Steve might’ve stolen the first kiss, but Billy shoved him into a tree and took it back. He took Steve’s cold shock against his lips, until hot breath warmed them up between nervous stares. Then Billy took his lips, his tongue, the taste of the mint brownies Steve ate on the way here. The cold tip of Steve’s nose pushed into his cheek, and Billy’s heart felt fragile against the softness of Steve’s mouth.

His breath trembled as he asked, _“Why did you do that?”_

_Why do you give me rides? Give me food? Why do you cook every night? Why did you give me a bedroom? Will you let me into yours?_

Steve’s arms around his waist moved, tightening a little but also moving up Billy’s spine as if to comfort him. To anchor them together. Steve swallowed, and the fragility in his eyes made Billy’s throat hurt. “I didn’t get to the first time.”

Billy couldn’t stand it. He pushed Steve’s earmuffs off in his effort to press his face against Steve’s neck. To absorb the delicious little sound that escaped him when Billy’s cold nose found the warm pocket inside his collar.

Billy didn’t think he’d be able to kiss anyone ever again.

Not after…

But all he wanted was to keep Steve’s lips on him.
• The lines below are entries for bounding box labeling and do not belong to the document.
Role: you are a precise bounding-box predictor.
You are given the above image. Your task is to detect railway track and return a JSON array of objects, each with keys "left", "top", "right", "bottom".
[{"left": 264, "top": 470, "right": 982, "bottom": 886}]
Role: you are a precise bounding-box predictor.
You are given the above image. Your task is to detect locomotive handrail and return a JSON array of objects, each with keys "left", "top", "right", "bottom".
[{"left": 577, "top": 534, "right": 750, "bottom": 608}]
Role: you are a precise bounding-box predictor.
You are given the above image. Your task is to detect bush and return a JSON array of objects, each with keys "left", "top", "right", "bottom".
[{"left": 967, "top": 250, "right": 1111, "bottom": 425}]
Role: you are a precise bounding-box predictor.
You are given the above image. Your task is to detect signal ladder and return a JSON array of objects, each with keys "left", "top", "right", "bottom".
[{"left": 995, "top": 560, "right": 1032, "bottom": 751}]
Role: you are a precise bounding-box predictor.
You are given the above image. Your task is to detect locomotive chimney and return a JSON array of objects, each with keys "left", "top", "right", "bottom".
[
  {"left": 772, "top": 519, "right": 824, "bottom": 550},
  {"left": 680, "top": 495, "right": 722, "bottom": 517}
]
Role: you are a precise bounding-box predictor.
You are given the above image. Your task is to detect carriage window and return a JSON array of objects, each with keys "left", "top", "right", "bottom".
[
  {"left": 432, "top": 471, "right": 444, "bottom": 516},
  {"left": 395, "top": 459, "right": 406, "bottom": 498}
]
To steal him away like some fairytale winter troll and either keep him or devour him if he tried to leave.

“Billy?” His name was muffled against his own scarf, so tightly did Steve hold onto him.
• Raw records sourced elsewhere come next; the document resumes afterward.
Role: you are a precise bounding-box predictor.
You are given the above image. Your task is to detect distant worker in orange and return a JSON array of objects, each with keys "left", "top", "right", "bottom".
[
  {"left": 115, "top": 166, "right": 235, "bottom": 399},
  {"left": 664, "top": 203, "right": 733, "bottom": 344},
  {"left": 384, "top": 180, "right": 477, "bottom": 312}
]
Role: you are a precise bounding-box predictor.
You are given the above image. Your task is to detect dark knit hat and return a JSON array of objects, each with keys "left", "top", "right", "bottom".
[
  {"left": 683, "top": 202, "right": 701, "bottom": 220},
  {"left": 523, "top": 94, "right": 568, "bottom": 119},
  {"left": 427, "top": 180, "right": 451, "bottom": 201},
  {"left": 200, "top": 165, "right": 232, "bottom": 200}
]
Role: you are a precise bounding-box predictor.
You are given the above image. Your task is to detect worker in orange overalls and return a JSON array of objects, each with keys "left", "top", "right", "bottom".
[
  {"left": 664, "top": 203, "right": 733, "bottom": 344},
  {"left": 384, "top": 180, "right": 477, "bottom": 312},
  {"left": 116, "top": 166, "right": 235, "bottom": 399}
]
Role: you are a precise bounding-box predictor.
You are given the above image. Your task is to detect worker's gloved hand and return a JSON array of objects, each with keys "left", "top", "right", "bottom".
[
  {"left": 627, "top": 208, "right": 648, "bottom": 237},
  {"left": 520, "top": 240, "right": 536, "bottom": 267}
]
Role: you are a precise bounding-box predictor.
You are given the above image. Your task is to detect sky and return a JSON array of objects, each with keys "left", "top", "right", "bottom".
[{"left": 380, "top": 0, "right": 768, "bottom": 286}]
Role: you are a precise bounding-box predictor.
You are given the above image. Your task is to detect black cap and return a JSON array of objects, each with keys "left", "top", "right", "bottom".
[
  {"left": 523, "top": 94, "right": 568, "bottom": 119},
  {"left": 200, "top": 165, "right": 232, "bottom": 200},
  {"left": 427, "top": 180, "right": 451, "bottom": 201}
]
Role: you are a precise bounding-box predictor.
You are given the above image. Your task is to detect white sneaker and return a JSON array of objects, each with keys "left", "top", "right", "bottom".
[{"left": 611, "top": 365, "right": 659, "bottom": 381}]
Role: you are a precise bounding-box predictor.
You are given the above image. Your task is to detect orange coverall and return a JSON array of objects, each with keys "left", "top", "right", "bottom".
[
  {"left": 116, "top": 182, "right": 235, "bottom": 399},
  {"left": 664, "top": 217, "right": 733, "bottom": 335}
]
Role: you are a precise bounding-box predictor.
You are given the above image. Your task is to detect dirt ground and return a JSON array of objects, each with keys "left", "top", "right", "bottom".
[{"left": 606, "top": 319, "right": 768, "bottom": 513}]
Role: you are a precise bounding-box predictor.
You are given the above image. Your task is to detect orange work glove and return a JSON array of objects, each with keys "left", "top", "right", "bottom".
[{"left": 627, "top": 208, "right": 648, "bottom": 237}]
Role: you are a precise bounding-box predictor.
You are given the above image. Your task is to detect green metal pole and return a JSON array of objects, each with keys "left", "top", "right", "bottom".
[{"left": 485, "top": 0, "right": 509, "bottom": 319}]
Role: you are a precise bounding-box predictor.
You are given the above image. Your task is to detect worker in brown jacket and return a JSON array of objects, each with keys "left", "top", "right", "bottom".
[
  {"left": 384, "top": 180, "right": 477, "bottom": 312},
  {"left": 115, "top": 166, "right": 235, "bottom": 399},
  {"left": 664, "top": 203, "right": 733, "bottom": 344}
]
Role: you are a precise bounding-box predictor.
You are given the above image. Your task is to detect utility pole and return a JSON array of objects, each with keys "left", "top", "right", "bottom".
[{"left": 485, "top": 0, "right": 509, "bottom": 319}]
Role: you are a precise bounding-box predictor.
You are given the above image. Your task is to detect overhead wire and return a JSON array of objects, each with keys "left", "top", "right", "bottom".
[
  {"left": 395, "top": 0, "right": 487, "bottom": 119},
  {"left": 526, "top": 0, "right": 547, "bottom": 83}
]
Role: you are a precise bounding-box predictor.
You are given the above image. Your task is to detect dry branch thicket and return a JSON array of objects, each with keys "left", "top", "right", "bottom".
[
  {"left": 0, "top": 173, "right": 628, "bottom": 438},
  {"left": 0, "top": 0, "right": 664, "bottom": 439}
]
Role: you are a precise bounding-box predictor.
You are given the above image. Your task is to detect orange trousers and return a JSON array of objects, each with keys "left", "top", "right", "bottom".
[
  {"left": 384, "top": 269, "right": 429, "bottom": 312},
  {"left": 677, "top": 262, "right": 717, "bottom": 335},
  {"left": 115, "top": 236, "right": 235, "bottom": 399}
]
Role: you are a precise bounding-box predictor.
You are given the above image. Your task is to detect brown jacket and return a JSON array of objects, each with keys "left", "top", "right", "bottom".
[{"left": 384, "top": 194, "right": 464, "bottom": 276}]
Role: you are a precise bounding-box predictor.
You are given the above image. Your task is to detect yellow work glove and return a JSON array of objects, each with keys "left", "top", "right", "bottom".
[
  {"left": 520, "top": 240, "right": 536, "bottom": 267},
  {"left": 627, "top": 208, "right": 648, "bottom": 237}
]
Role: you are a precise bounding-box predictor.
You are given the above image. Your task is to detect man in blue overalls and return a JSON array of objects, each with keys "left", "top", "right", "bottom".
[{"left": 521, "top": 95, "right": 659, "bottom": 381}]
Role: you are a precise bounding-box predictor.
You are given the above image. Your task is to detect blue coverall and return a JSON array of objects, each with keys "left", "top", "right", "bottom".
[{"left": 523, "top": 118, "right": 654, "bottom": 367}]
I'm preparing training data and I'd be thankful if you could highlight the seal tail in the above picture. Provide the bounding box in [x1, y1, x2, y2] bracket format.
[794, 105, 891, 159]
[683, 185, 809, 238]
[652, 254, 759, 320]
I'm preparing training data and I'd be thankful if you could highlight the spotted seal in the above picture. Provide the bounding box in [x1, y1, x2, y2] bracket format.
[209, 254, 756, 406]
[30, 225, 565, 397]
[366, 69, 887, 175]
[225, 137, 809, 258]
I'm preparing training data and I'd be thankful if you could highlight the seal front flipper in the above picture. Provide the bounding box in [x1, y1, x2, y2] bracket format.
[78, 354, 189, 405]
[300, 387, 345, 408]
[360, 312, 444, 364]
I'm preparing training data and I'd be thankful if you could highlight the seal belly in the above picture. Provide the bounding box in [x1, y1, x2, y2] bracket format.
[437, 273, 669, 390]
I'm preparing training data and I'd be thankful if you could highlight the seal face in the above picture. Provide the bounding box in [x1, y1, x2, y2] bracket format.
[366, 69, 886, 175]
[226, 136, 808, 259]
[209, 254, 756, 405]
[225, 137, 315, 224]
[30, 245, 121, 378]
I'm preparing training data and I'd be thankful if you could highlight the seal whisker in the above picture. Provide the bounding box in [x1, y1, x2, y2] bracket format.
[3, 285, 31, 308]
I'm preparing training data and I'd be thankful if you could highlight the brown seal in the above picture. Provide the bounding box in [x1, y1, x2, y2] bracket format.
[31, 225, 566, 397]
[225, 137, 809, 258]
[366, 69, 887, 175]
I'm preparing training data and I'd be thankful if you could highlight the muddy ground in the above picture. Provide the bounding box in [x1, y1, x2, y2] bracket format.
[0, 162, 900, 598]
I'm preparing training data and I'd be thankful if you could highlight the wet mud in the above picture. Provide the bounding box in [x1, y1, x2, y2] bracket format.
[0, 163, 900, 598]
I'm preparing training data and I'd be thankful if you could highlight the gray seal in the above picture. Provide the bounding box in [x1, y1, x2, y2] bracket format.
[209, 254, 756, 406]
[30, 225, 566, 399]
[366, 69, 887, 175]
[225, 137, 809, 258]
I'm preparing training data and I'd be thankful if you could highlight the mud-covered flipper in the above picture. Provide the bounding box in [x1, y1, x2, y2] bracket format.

But if Steve was taking…maybe Billy could let himself be stolen again.

“When we’re home,” he sniffled on his way back up to standing on his own, “kiss me again.”

“Can I kiss you now?”

Billy laughed through his tears. “No, you’re buying me the biggest tree your car can carry. And I’ll steal that wreath while they’re distracted.”

“You have the money to buy it!”

“That’s no fun.”

**Author's Note:**

> I hope you liked it!! I'm not good at writing ficlets, but I wrote this so fast that my vision has gone blurry lol I hope you're having a safe and festive holiday season <3
> 
> [Twitter~](https://twitter.com/Pondermoniums)  
> [Tumblr~](http://pondermoniums.tumblr.com/)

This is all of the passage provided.